When they first meet, Hillary and Bonnie form an instant friendship. In one day, they discuss their troubled backgrounds. It is this common past that brings them together. From there, they decide that the ultimate adrenaline rush would be to rob and kill someone. After knocking on several doors, mostly for laughs, they stop at one old lady's house. Mrs. Farmer (Ania Suli) lets the girls in because one claims to be sick. Bonnie then stabs her repeatedly in the chest.

I know what this film is trying to do. Director Rafal Zielinski is trying to make a disturbing movie about troubled characters. He presents them as stark and uncaring, films the murder in a grisly manner and then lets them talk because he thinks he's making a character study. It all goes wrong, because Bonnie and Hillary are so filled with hate that their scenes are monotonous. There's not a sense of what we might call a human being underneath their filthy desires.

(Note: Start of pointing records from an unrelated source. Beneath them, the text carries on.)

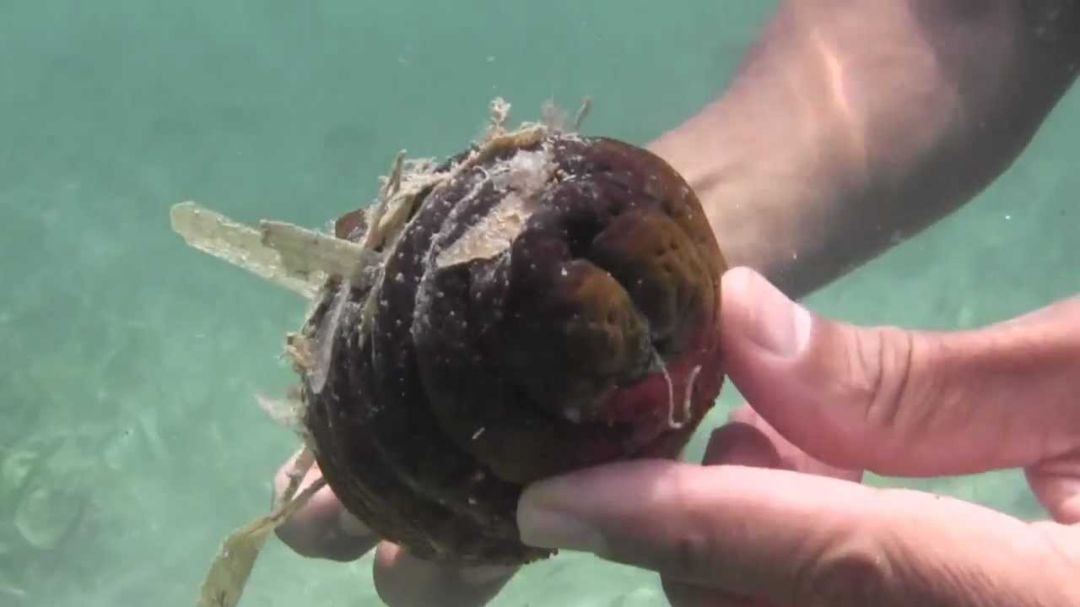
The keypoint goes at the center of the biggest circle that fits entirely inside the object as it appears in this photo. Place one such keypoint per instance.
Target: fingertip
(741, 444)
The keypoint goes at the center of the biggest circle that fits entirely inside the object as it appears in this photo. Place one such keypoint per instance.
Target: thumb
(904, 402)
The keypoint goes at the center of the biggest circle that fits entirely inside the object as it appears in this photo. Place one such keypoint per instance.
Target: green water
(130, 437)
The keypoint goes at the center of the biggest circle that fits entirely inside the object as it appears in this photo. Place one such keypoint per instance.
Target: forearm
(852, 125)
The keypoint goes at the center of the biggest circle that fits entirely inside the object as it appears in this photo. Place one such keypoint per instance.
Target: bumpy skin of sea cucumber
(591, 337)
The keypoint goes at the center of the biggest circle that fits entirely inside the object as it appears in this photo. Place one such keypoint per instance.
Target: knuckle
(880, 375)
(855, 570)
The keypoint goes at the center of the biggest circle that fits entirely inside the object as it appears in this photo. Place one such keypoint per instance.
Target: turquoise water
(131, 442)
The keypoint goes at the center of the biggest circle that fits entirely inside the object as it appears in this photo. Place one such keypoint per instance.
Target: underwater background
(130, 437)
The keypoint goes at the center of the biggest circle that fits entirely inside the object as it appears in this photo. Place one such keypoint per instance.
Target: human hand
(777, 517)
(322, 528)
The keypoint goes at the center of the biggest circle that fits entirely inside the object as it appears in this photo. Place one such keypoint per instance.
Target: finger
(1056, 483)
(798, 539)
(322, 528)
(747, 440)
(900, 402)
(403, 580)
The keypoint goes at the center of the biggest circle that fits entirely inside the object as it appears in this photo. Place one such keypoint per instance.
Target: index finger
(798, 539)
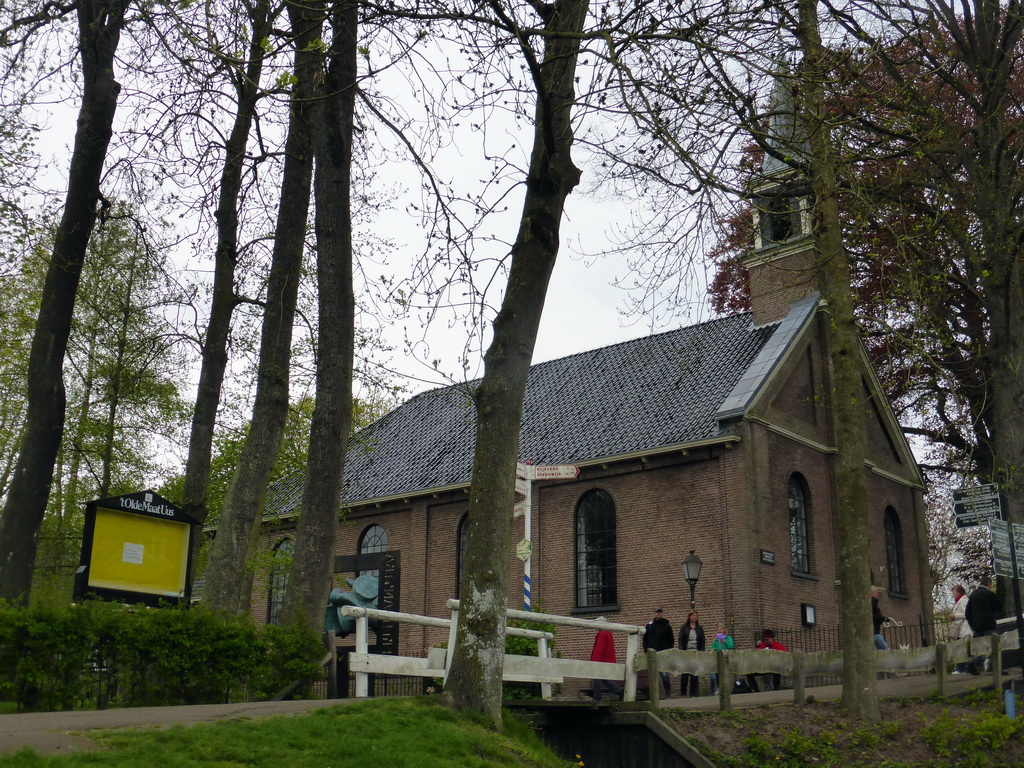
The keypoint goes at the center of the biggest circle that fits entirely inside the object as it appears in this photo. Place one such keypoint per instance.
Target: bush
(101, 654)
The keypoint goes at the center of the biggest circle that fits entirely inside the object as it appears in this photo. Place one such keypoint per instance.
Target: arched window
(595, 550)
(800, 544)
(373, 540)
(461, 553)
(894, 552)
(279, 580)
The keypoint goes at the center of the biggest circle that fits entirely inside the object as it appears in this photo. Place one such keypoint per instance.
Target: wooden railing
(546, 670)
(543, 668)
(799, 666)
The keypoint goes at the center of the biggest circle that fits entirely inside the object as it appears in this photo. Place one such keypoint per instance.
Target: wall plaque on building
(388, 567)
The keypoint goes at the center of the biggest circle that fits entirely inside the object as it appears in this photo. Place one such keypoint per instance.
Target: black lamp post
(691, 567)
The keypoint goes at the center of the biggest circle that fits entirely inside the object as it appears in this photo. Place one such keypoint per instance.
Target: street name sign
(1003, 554)
(547, 471)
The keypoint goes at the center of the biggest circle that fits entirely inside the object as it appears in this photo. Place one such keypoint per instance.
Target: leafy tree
(99, 25)
(311, 567)
(475, 678)
(227, 586)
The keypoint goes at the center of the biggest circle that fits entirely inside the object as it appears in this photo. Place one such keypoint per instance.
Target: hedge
(97, 654)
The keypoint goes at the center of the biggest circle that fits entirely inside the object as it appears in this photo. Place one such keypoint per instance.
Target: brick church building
(717, 437)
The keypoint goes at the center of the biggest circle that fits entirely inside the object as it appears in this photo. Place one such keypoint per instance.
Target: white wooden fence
(546, 670)
(543, 668)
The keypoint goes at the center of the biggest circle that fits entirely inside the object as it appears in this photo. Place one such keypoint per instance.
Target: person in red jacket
(767, 642)
(604, 650)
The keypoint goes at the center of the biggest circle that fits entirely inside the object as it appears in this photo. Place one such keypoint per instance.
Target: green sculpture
(363, 595)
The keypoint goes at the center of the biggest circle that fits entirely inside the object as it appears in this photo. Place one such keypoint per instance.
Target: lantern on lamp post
(691, 569)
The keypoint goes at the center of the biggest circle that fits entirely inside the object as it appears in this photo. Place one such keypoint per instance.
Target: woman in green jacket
(721, 642)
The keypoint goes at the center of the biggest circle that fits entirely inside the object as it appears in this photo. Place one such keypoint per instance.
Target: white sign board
(547, 471)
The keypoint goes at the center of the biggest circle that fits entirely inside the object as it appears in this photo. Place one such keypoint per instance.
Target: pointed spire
(786, 132)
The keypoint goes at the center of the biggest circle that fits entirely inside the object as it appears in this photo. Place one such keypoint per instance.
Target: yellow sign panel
(138, 553)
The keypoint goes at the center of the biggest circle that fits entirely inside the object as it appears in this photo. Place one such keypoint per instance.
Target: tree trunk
(99, 31)
(309, 579)
(225, 258)
(227, 576)
(859, 688)
(475, 678)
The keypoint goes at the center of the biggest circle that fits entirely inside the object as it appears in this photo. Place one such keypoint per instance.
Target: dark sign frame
(144, 504)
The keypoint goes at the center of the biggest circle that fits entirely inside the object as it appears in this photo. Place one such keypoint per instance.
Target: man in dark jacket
(658, 636)
(983, 607)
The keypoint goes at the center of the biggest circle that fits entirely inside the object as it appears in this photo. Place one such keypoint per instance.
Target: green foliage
(971, 741)
(111, 655)
(391, 732)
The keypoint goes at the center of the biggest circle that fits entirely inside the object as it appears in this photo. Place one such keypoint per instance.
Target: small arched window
(279, 580)
(894, 552)
(800, 543)
(373, 540)
(461, 552)
(595, 550)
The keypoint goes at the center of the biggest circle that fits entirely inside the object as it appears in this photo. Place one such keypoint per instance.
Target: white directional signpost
(525, 474)
(983, 506)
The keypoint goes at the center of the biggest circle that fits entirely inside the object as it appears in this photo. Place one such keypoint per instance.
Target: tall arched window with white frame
(595, 550)
(894, 552)
(373, 540)
(800, 541)
(279, 580)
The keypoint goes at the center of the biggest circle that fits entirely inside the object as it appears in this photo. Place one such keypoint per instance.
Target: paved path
(56, 732)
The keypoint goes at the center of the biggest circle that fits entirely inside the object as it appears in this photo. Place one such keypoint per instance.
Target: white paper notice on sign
(132, 553)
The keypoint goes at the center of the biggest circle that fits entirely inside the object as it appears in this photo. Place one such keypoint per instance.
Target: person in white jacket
(958, 628)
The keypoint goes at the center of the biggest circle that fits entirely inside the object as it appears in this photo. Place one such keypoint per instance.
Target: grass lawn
(381, 733)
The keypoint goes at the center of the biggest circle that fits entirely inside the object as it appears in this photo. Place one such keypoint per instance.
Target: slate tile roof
(634, 396)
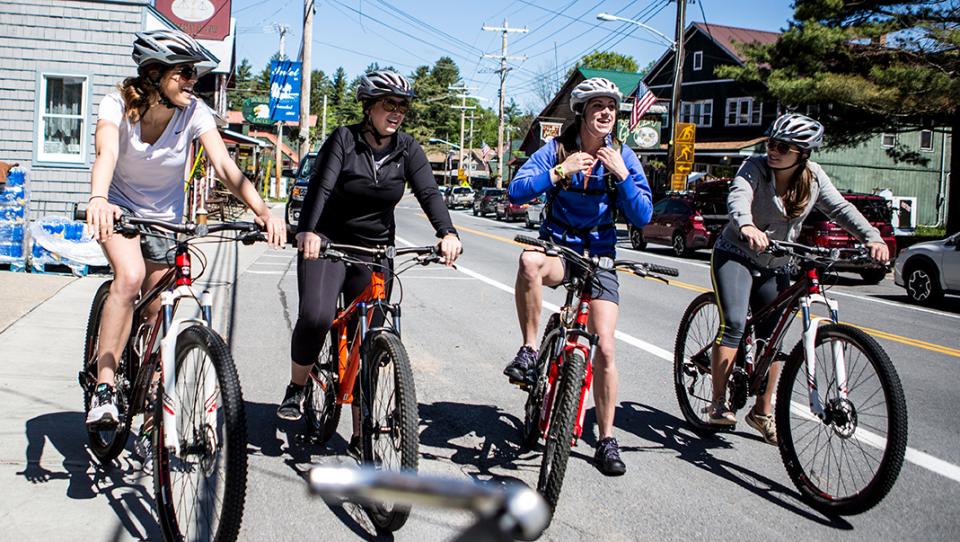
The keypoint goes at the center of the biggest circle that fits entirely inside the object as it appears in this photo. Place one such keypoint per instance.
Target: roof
(730, 37)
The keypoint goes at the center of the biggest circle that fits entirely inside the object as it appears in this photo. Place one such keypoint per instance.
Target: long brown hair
(139, 92)
(797, 196)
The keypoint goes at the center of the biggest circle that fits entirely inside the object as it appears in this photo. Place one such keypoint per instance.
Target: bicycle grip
(663, 270)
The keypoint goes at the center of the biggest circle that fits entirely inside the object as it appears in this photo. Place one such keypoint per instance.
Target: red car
(686, 222)
(818, 230)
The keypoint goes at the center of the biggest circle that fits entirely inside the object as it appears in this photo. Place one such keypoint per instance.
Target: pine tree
(868, 66)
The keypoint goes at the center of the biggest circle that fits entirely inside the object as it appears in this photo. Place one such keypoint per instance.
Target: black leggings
(319, 283)
(737, 283)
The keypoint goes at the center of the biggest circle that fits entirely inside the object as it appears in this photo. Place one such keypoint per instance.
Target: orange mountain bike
(366, 357)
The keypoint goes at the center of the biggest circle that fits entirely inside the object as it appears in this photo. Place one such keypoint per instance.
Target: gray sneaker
(103, 414)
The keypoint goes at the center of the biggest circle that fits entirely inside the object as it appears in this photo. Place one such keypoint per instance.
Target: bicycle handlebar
(520, 511)
(639, 268)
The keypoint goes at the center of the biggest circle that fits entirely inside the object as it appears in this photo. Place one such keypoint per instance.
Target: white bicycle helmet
(170, 47)
(593, 88)
(797, 129)
(380, 83)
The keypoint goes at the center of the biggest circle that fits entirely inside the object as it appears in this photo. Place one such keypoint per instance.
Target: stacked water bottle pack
(13, 213)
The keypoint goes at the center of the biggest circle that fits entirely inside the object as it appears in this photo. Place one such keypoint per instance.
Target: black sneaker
(608, 459)
(103, 412)
(520, 369)
(291, 408)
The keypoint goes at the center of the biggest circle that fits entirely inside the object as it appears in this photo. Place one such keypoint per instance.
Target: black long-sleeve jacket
(351, 200)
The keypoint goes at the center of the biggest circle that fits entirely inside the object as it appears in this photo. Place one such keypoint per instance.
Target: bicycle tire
(793, 418)
(693, 383)
(536, 392)
(223, 447)
(105, 445)
(559, 442)
(321, 410)
(393, 413)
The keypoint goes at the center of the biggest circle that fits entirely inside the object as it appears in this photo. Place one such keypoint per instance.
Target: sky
(405, 34)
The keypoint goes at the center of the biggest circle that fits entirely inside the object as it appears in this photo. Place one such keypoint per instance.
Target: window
(743, 112)
(926, 140)
(699, 113)
(62, 130)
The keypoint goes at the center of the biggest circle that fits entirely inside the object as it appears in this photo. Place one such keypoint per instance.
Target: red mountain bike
(556, 401)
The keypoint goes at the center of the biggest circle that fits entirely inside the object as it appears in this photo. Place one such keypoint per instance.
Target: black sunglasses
(779, 146)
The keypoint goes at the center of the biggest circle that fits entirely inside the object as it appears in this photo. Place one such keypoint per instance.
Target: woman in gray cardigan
(769, 199)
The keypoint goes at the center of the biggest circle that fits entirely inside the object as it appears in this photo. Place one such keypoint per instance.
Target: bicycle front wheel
(201, 488)
(556, 451)
(390, 440)
(847, 462)
(692, 380)
(107, 444)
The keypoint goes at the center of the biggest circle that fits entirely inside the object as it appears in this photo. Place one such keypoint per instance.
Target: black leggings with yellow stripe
(739, 282)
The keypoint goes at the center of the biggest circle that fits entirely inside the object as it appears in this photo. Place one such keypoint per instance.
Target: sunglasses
(779, 146)
(187, 71)
(390, 106)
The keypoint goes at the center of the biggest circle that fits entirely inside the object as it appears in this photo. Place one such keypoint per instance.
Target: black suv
(484, 201)
(298, 191)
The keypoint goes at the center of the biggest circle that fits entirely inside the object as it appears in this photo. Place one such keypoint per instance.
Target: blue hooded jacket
(589, 213)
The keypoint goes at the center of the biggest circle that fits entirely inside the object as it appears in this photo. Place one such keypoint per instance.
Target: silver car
(929, 270)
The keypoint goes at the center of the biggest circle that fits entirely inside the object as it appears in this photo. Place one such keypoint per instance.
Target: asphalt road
(460, 329)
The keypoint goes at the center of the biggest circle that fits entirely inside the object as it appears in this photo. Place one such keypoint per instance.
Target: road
(460, 329)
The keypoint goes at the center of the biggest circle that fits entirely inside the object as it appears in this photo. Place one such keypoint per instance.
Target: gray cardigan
(753, 200)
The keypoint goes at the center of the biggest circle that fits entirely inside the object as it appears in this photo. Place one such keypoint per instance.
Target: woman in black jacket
(358, 181)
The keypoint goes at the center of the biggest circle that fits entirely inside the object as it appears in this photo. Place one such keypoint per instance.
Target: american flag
(643, 98)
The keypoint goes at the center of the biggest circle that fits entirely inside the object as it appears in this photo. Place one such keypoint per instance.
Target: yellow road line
(917, 343)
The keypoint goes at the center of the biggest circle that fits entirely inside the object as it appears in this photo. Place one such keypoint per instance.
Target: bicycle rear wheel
(390, 440)
(847, 463)
(321, 408)
(691, 361)
(200, 489)
(106, 445)
(552, 337)
(556, 451)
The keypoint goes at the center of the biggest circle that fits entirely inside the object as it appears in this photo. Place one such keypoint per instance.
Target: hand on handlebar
(100, 217)
(450, 248)
(757, 240)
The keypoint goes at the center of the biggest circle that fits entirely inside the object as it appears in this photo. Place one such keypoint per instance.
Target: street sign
(285, 90)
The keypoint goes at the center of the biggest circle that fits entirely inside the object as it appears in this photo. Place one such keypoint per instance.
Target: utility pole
(677, 79)
(307, 49)
(504, 57)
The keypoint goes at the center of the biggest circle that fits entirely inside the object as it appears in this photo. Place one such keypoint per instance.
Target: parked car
(819, 230)
(929, 270)
(505, 210)
(686, 222)
(535, 210)
(459, 196)
(485, 199)
(298, 191)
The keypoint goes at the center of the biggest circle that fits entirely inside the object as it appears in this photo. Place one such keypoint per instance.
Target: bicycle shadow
(122, 482)
(669, 433)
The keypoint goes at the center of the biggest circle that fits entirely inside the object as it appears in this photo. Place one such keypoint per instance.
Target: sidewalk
(52, 487)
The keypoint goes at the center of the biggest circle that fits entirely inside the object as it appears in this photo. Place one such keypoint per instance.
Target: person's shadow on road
(122, 482)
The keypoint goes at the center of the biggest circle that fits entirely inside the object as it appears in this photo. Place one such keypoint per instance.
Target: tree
(868, 66)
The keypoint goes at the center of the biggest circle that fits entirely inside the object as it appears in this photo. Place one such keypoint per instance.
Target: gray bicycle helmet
(170, 47)
(593, 88)
(797, 129)
(380, 83)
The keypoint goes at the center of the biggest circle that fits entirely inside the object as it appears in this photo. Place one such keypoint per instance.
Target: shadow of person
(667, 432)
(121, 481)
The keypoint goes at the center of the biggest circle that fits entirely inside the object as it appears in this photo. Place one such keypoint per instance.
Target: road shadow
(667, 432)
(122, 482)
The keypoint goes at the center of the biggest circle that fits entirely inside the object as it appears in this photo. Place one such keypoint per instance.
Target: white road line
(921, 459)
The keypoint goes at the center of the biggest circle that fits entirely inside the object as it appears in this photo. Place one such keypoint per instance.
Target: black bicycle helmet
(381, 83)
(797, 129)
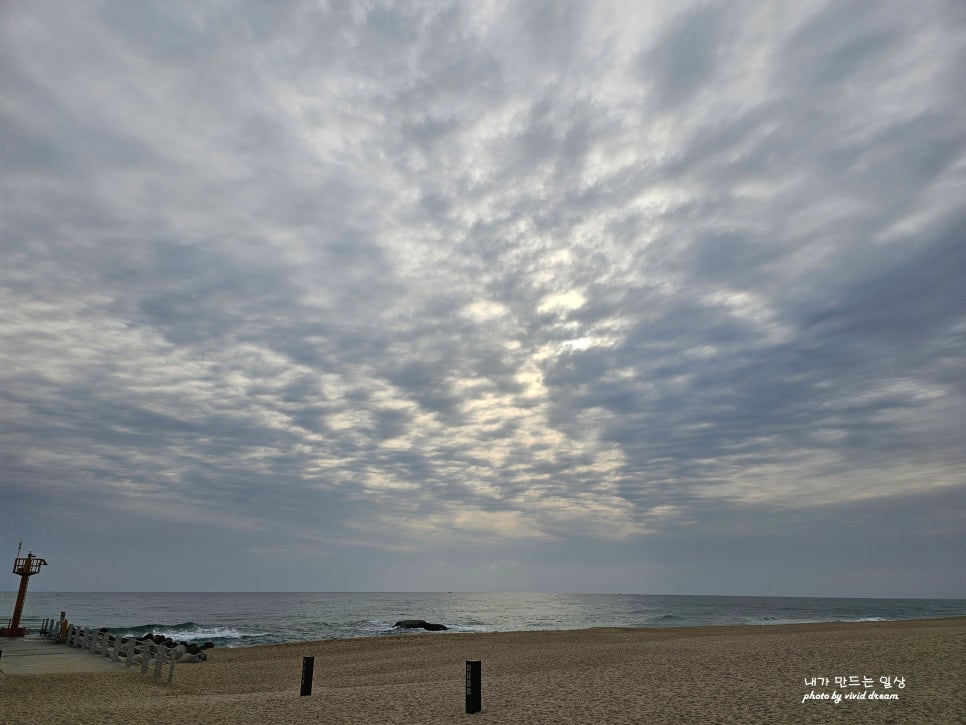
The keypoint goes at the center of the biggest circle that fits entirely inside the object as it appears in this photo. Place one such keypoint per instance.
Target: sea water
(242, 619)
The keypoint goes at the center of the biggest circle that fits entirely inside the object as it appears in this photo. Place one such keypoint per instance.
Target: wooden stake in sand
(474, 697)
(308, 665)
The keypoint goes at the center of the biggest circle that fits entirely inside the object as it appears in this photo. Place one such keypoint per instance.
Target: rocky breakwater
(419, 624)
(184, 651)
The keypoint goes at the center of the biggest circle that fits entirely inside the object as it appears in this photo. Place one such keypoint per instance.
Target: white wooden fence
(143, 653)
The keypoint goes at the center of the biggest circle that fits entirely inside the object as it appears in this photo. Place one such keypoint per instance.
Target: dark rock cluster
(420, 624)
(188, 652)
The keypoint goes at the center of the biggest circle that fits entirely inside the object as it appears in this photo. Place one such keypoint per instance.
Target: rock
(420, 624)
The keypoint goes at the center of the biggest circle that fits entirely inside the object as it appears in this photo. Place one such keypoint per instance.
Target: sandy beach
(747, 674)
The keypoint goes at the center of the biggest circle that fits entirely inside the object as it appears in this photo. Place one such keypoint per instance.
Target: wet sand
(748, 674)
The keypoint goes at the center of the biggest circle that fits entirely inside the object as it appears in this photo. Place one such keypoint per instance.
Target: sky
(654, 297)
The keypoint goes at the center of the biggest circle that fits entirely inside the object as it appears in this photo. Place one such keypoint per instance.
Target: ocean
(244, 619)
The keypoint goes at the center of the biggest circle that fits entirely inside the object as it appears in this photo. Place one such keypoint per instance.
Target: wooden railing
(143, 653)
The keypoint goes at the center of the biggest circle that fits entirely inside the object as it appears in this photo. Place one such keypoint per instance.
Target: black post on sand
(474, 699)
(308, 665)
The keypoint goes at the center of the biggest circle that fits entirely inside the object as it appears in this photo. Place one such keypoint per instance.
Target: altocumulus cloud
(556, 295)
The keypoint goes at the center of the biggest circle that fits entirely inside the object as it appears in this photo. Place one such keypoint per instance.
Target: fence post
(473, 687)
(146, 656)
(159, 661)
(308, 666)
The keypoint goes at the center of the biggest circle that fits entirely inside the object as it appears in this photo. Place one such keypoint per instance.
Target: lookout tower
(26, 567)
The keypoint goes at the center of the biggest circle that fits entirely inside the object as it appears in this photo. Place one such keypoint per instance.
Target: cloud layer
(543, 287)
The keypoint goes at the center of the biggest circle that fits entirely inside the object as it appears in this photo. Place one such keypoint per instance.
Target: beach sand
(747, 674)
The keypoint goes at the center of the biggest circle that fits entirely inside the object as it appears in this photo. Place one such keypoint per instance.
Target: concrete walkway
(32, 655)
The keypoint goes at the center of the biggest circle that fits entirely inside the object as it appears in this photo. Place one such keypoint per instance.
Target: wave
(189, 632)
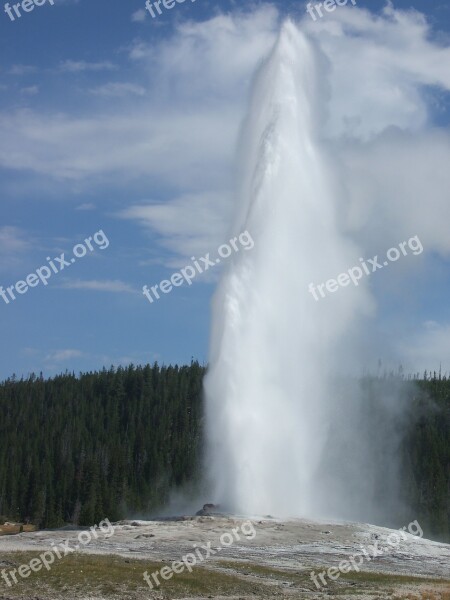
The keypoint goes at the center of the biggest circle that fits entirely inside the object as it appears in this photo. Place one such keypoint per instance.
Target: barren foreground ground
(274, 563)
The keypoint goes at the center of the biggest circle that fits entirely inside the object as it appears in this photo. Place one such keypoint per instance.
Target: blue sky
(113, 121)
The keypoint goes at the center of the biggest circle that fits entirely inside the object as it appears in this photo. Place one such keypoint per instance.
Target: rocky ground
(271, 559)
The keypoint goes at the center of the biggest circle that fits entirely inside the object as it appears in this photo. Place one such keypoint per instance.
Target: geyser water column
(272, 344)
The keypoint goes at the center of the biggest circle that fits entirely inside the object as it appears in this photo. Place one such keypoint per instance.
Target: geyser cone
(272, 344)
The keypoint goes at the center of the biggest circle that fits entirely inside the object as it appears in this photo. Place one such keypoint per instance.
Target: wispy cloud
(118, 90)
(12, 241)
(95, 285)
(32, 90)
(74, 66)
(62, 355)
(22, 69)
(86, 206)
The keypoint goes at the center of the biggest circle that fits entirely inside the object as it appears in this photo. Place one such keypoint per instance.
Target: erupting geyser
(268, 399)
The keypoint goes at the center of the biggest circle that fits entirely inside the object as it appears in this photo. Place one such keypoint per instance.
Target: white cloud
(32, 90)
(12, 240)
(169, 221)
(63, 355)
(22, 69)
(14, 244)
(73, 66)
(114, 286)
(86, 206)
(118, 90)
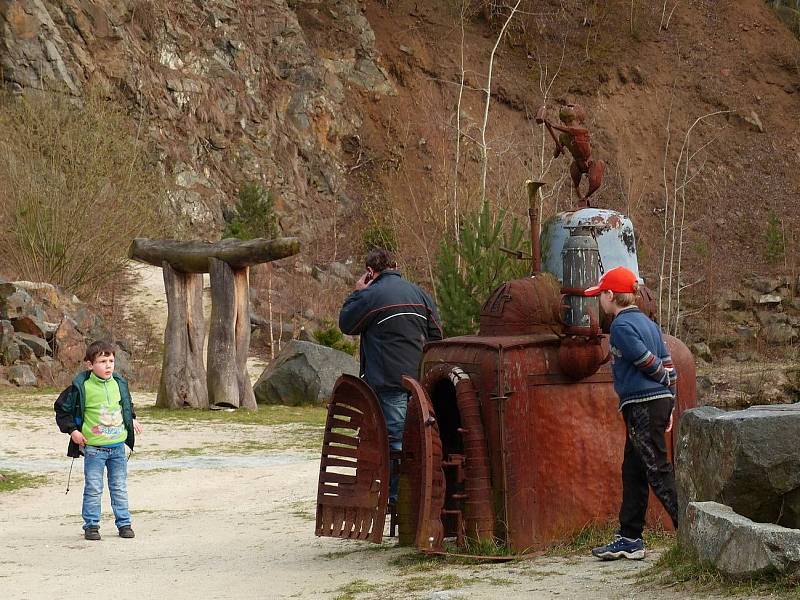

I've seen plenty of better movies that have covered similar terrain. A recent film known as Bully also featured bad people who commit a ghastly murder, but that movie exposed the weaknesses of the killers. The director of that film, Larry Clark, showed us the faults and the cowardice that lurked underneath the cold exterior. In Fun, all we learn is that Hillary and Bonnie didn't have good childhoods. There's no other attempt to get inside their heads.

Yes, it is true that there are people out there who don't care about the lives they take. If a narrative requires us to spend time with them, then the director should present them as characters fleshed out for us to study. The alternative is to lock us in the same room with them for 100 minutes and leave it at that. Unfortunately, Fun accomplishes the latter.